Apakah kesucian hidup (righteous living) dan kesalehan sosial (justice and mercy) akan secara otomatis melahirkan keturunan-keturunan yang perkasa? Jika kita membaca Mazmur 112 sebagai suatu janji, maka jawabnya pasti ‘ya dan amin.’ Hanya saja, seperti yang telah dituliskan di atas, sebuah janji memiliki syarat-syarat yang harus dipenuhi. Mazmur 112.2 memang dapat dibaca sebagai sebuah janji, namun demikian ayat yang sama juga dapat dibaca sebagai kalimat berita yang mengindikasikan adanya pengaruh aktif dan positif dari orangtua kepada keturunannya. Pengaruh aktif dan positif ini lahir dari keteladanan hidup dan komitmen orangtua untuk mendidik anak-anak di dalam takut akan Tuhan. Beberapa pembaca akan segera menangkap pesan bahwa di dalam konteks Perjanjian Lama, orangtua yang takut akan Tuhan pasti akan mengajarkan perintah-perintah Tuhan kepada anak-anak mereka (band. Ulangan 6.1-9).  

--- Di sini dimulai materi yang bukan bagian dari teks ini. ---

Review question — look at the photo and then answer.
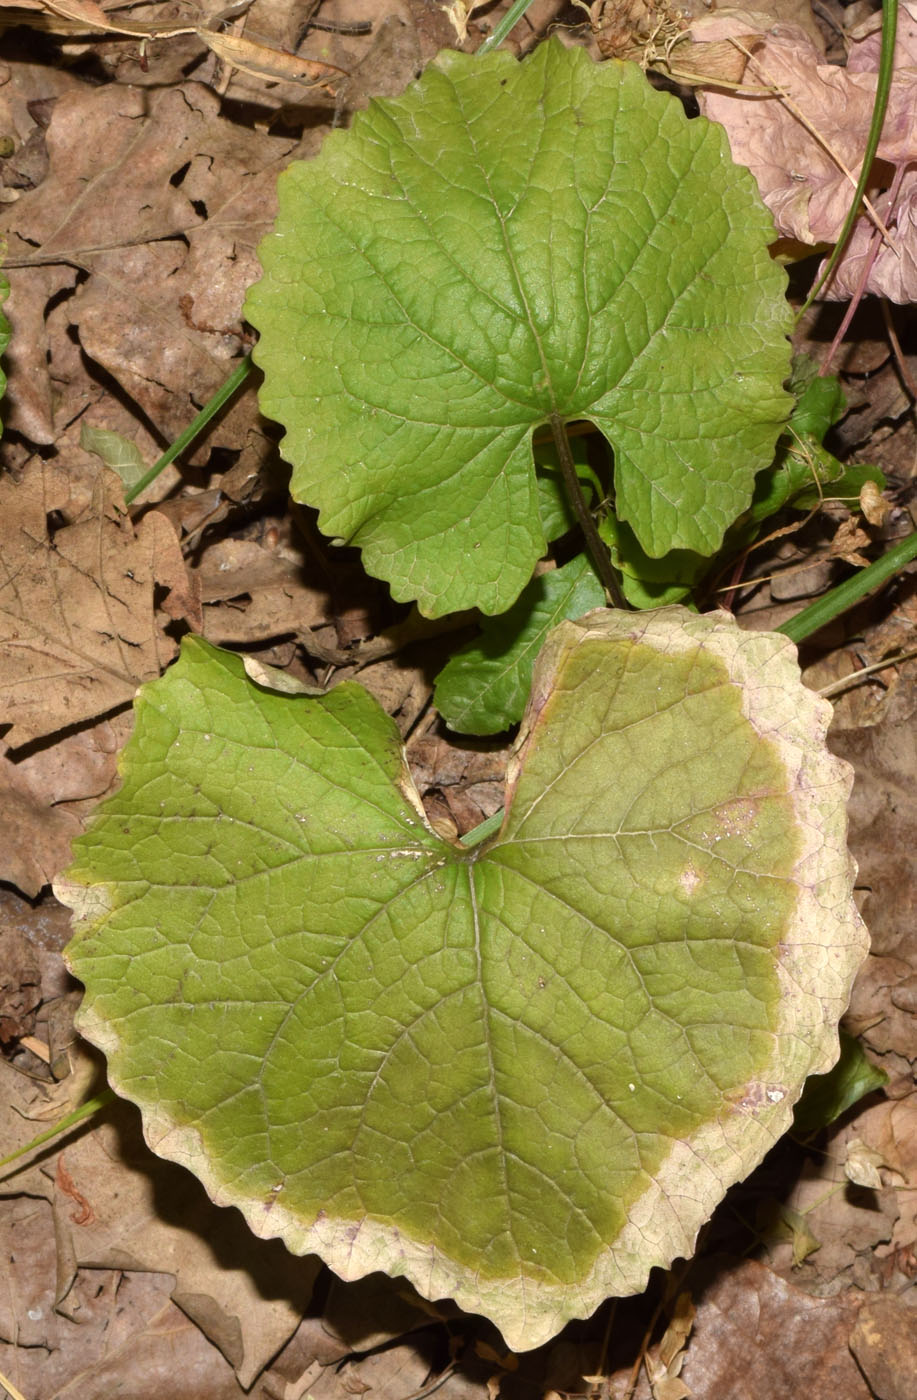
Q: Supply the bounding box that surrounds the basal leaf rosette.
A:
[57,613,865,1349]
[244,42,792,617]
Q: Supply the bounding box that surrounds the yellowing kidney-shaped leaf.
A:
[244,42,792,617]
[58,612,866,1349]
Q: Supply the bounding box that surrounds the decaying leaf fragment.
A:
[694,2,917,300]
[59,608,866,1350]
[0,462,198,746]
[35,0,346,90]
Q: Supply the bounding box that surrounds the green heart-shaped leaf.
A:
[244,43,792,617]
[58,612,865,1349]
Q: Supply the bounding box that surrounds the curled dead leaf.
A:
[36,0,347,93]
[844,1137,885,1190]
[859,480,892,527]
[829,517,872,567]
[200,31,347,90]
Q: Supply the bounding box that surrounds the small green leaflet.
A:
[435,554,606,734]
[245,42,792,618]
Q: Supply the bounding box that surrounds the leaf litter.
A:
[0,0,916,1394]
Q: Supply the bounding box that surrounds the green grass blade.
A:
[476,0,539,55]
[124,352,254,506]
[0,1089,115,1179]
[777,528,917,643]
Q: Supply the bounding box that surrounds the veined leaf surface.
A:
[245,43,792,617]
[59,611,865,1348]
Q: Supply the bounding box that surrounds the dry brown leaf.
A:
[40,0,114,27]
[829,717,917,963]
[441,0,487,44]
[759,1120,898,1288]
[42,1105,318,1389]
[844,1137,886,1189]
[0,748,82,897]
[0,925,41,1042]
[820,170,917,302]
[695,2,917,299]
[0,461,194,747]
[828,516,872,566]
[35,0,345,89]
[849,1294,917,1400]
[852,1095,917,1264]
[847,954,917,1061]
[698,23,880,243]
[2,265,77,443]
[856,1095,917,1188]
[646,1290,695,1400]
[593,0,824,79]
[356,654,433,737]
[1,84,200,262]
[0,1247,249,1400]
[1,80,298,445]
[194,537,327,645]
[201,29,345,87]
[660,1258,871,1400]
[0,1042,315,1391]
[407,729,510,834]
[859,479,892,527]
[0,710,130,897]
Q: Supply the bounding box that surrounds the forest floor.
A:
[0,0,916,1396]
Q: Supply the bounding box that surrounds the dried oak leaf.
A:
[0,80,297,443]
[194,537,327,646]
[848,1094,917,1267]
[695,3,917,300]
[0,926,40,1042]
[0,745,81,897]
[0,711,129,897]
[670,1257,871,1400]
[850,1295,917,1400]
[829,717,917,964]
[0,461,197,747]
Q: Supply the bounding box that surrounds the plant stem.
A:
[796,0,897,318]
[549,412,627,609]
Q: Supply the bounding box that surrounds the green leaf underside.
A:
[60,615,866,1348]
[600,515,705,609]
[80,424,148,492]
[435,555,606,734]
[245,43,792,617]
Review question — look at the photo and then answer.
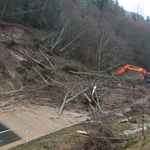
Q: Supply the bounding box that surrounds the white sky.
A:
[118,0,150,19]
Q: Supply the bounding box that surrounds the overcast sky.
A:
[118,0,150,19]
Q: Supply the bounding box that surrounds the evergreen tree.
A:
[146,16,150,25]
[94,0,109,10]
[115,0,119,6]
[132,13,137,22]
[114,0,125,16]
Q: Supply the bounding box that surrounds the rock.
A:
[129,117,137,123]
[118,118,128,123]
[123,108,132,113]
[116,113,124,117]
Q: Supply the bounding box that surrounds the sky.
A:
[118,0,150,19]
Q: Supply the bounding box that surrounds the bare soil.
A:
[0,22,150,150]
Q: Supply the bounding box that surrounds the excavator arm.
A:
[115,64,147,80]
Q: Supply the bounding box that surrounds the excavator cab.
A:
[145,72,150,82]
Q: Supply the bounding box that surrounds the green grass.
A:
[27,43,35,48]
[22,61,32,70]
[0,80,15,90]
[24,75,30,81]
[10,124,88,150]
[124,136,137,148]
[17,70,27,75]
[17,38,35,41]
[48,50,54,56]
[6,79,15,89]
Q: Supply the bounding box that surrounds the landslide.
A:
[1,23,150,150]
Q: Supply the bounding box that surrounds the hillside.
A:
[1,0,150,70]
[1,0,150,149]
[0,22,150,150]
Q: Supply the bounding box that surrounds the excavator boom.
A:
[115,64,147,80]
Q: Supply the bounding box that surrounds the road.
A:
[0,122,21,147]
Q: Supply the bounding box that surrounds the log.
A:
[77,130,88,135]
[65,86,90,103]
[45,75,67,89]
[0,85,46,108]
[0,84,28,97]
[92,85,97,96]
[89,103,95,113]
[13,47,52,70]
[59,85,77,115]
[38,48,55,70]
[91,95,103,113]
[84,93,92,103]
[32,67,50,85]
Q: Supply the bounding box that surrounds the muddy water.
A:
[0,123,21,147]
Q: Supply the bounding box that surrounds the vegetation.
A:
[0,0,150,71]
[22,61,32,70]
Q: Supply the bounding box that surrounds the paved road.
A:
[0,123,21,147]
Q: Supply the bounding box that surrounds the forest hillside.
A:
[1,0,150,70]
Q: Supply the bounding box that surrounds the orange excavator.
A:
[115,64,150,82]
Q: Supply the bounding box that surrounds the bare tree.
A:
[134,3,145,22]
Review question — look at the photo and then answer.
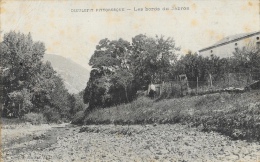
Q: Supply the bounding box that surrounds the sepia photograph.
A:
[1,0,260,161]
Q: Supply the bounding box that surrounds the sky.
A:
[1,0,259,70]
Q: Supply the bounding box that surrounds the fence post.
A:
[209,74,213,88]
[208,74,210,88]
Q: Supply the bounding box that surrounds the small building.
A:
[199,31,260,58]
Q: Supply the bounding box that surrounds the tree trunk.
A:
[124,86,129,103]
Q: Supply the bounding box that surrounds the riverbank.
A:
[2,123,260,162]
[77,91,260,141]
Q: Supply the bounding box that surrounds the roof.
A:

Jika demikian Mazmur 112 sesungguhnya ingin mengatakan bahwa syarat perjanjian yang pertama adalah orangtua yang hidup takut akan Tuhan dan mencintai perintah-perintah-Nya. Orangtua yang seperti ini menjadi teladan dan panutan bagi anak-anak dan keturunannya. Syarat yang kedua adalah komitmen orangtua di dalam mendidik anak-anak untuk hidup benar di dalam terang firman Tuhan. Jika kedua syarat ini dipenuhi, maka kita dapat yakin bahwa generasi yang perkasa sedang dilahirkan, dibentuk, dan dibangun.

KETURUNAN YANG PERKASA

Keturunan yang perkasa adalah salah satu dari delapan janji yang disediakan bagi orang-orang yang takut akan Tuhan dan mencintai perintah-perintah-Nya. Kata ‘perkasa’ berarti kuat, memiliki pengaruh, memimpin atau berdampak. Betapa hebatnya firman Tuhan di dalam Mazmur 112 ini. Keturunan orang-orang yang takut akan Tuhan adalah orang-orang yang perkasa, yang berpengaruh, yang memimpin dan yang berdampak bukan hanya untuk dirinya sendiri atau keluarganya, tetapi juga untuk orang-orang lain di dalam generasinya. Jika demikian, mendidik dan menularkan gaya hidup benar kepada anak-anak melalui keteladanan tidak saja menyelamatkan mereka dari kehancuran, tetapi juga mengubah, memberikan masa depan dan memberkati sebuah generasi yang baru dari suatu bangsa. Tuhan tidak menjanjikan bahwa semua orang di dalam satu generasi akan diselamatkan, namun Tuhan menjanjikan suatu generasi baru akan lahir dan diberkati, yaitu suatu generasi yang dipimpin oleh orang-orang yang perkasa yang dilahirkan dan dididik oleh orangtua yang berkomitmen untuk hidup takut akan Tuhan.

Pembaca mungkin tidak percaya akan kesimpulan di atas. Tetapi itulah yang sebenarnya ingin disampaikan oleh Pemazmur. Di dalam Perjanjian Lama, tidak perlu dua Musa untuk membebaskan Israel dari Mesir – satu Musa sudah cukup; tidak perlu dua Gideon untuk membebaskan Israel dari kepungan bangsa Midian – satu Gideon sudah cukup. Tidak perlu dua Esther untuk mengubah nasib bangsa Israel yang nyaris punah – satu Esther sudah cukup.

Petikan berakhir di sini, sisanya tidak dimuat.